DA leader Mmusi Maimane
Durban - DA leader Mmusi Maimane kept his promise and returned to the Christian Revival Centre Church in Chats­worth on Sunday to deliver a sermon, calling on people to work together for a better South Africa for the youth.

Maimane called on the congregation to focus on the future of the country and that of the youth. “We must focus on nothing else but tomorrow. We must focus on our young people getting jobs tomorrow. We must do whatever we can, with all that we have to impact the next generation,” he said.

Maimane said education and employment were the main aspects in safeguarding the future, adding that corruption was stealing from the youth.

“We must show them a picture of a South Africa for all. We must show them a vision that says it is possible that one day our young people will get work, that one day the education of our children will be one that makes them compete with anyone in the world.”

Maimane said it was no longer South African children competing only with each other. “They are competing for a job with someone in China and America because that is where things are getting made.”

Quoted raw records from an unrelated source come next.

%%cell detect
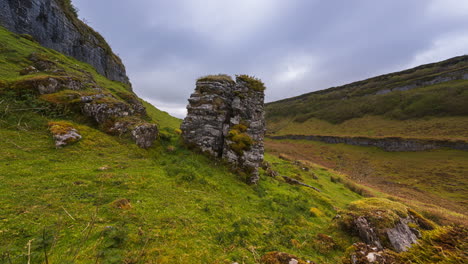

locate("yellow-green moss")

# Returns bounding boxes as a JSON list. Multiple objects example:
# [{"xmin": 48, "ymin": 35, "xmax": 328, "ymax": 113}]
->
[
  {"xmin": 197, "ymin": 74, "xmax": 234, "ymax": 83},
  {"xmin": 47, "ymin": 121, "xmax": 75, "ymax": 135},
  {"xmin": 398, "ymin": 226, "xmax": 468, "ymax": 264},
  {"xmin": 347, "ymin": 198, "xmax": 408, "ymax": 229},
  {"xmin": 309, "ymin": 207, "xmax": 323, "ymax": 217},
  {"xmin": 39, "ymin": 90, "xmax": 81, "ymax": 104},
  {"xmin": 236, "ymin": 74, "xmax": 266, "ymax": 92}
]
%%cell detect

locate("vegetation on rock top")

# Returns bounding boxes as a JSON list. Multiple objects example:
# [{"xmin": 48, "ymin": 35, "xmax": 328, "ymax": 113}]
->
[{"xmin": 236, "ymin": 74, "xmax": 266, "ymax": 92}]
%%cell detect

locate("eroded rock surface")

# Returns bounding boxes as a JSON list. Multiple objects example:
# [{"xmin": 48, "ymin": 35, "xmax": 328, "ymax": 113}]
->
[
  {"xmin": 181, "ymin": 75, "xmax": 265, "ymax": 183},
  {"xmin": 132, "ymin": 123, "xmax": 158, "ymax": 149},
  {"xmin": 0, "ymin": 0, "xmax": 130, "ymax": 84},
  {"xmin": 49, "ymin": 122, "xmax": 81, "ymax": 148}
]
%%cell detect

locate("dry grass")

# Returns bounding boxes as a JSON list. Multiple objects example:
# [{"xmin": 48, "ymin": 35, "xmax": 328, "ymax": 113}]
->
[
  {"xmin": 268, "ymin": 116, "xmax": 468, "ymax": 140},
  {"xmin": 266, "ymin": 140, "xmax": 468, "ymax": 224}
]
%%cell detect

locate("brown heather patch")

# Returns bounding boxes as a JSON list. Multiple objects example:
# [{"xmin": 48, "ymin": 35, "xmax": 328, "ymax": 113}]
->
[{"xmin": 265, "ymin": 140, "xmax": 468, "ymax": 225}]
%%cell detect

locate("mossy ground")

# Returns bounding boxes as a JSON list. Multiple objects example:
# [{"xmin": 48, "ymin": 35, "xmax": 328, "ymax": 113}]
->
[
  {"xmin": 0, "ymin": 20, "xmax": 462, "ymax": 263},
  {"xmin": 0, "ymin": 108, "xmax": 370, "ymax": 263},
  {"xmin": 0, "ymin": 23, "xmax": 360, "ymax": 263}
]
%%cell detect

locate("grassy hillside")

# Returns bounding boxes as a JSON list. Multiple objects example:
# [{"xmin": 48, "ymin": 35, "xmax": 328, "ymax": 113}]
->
[
  {"xmin": 0, "ymin": 24, "xmax": 360, "ymax": 263},
  {"xmin": 266, "ymin": 140, "xmax": 468, "ymax": 225},
  {"xmin": 0, "ymin": 24, "xmax": 466, "ymax": 264},
  {"xmin": 266, "ymin": 56, "xmax": 468, "ymax": 139}
]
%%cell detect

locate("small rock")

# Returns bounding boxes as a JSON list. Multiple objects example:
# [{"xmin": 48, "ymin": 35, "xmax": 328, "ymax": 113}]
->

Maimane, who was a preacher at Discovery Church in Randburg, first visited the Chatsworth church in May to attend the funeral of Sadia Sukhraj, 9, killed during an alleged botched hijacking in Shallcross.

Relating stories from the Bible, Maimane said the country needed new leadership to “take us to the promised land”.

On the back of EFF leader Julius Malema accusing the majority of Indians of being racist during a Youth Day speech in the North West, Maimane said there was no room for racism in South Africa - he believed everyone was made in the image of God so skin colour didn’t matter.

He disapproved of leaders who incited division, saying they lacked a vision for the future and held on to past atrocities. “You are not going to heal a nation if your inspiration is hatred.”

Maimane was accompanied by deputy provincial leader Mergan Chetty and was given a leather-bound Bible by church founder Pastor Paul Lutchman.